THE DEVIL IS HERE IN THESE HILLS

West Virginia's Coal Miners and Their Battle for Freedom

by James Green

Pub Date: Feb. 3rd, 2014
ISBN: 978-0802123312
Publisher: Atlantic Monthly

Green (History/Univ. of Massachusetts, Boston; Death in the Haymarket: A Story of Chicago, the First Labor Movement, and the Bombing that Divided Gilded Age America, 2006, etc.) mines the historically dark seams of the sanguinary Mountain State coal wars that raged in the early decades of the 20th century.

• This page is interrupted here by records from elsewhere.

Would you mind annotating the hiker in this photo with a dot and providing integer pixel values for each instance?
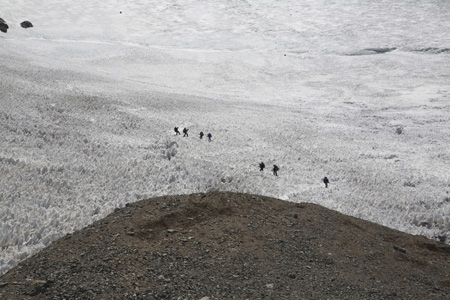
(275, 170)
(326, 181)
(262, 166)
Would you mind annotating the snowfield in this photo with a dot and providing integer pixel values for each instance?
(358, 91)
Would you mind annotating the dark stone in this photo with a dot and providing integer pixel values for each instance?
(3, 26)
(399, 249)
(26, 24)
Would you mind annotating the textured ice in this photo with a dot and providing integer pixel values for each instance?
(90, 95)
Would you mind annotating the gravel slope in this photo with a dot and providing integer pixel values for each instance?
(232, 246)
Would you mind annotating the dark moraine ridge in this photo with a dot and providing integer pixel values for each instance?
(232, 246)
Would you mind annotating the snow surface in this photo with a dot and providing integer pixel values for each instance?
(357, 91)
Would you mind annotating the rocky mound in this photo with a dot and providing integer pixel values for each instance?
(232, 246)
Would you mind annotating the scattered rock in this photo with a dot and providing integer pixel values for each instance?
(215, 252)
(26, 24)
(399, 249)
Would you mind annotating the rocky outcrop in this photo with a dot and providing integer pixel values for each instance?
(26, 24)
(3, 26)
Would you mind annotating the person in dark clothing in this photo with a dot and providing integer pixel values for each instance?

The author begins with the discovery of coal in the region in 1750 and then proceeds to the quick “development” of the area by mine owners, who did all they could—legally and otherwise—to keep wages low, working conditions precarious and workers in a virtual enslavement. (The volume’s subtitle reveals the author’s point of view.) Numerous notable names appear throughout, beginning with James M. Cain (before his novels), who wrote about the region in the 1920s, and including familiar names (Mother Jones, the Hatfields, John L. Lewis) and those whose roles many readers new to the subject may find remarkable—Louis Brandeis, Billy Sunday (he was on the owners’ payroll), Edmund Wilson and Felix Frankfurter (pre–Supreme Court) among them. The very names of some of the encampments and confrontations are resonant—e.g., Paint Creek, Matewan and Blair Mountain. Green proceeds through the decades, describing the actions (violent and otherwise) in calm detail, telling us about the principals on both sides and providing many useful maps and photographs. We see the rise and fall and rise of union activity in the region—activity that was often bathed in blood and terror—and the fecklessness and cowardice of politicians at all levels, from local officials to President Herbert Hoover. We witness the extreme deprivations of the miners and their families, their astonishing willingness—even eagerness—to suffer so that future generations would not. It is obvious throughout that these issues of capital vs. labor have remained with us and, in some ways, worsened.

Green opens our eyes with his assiduous research and steady storytelling.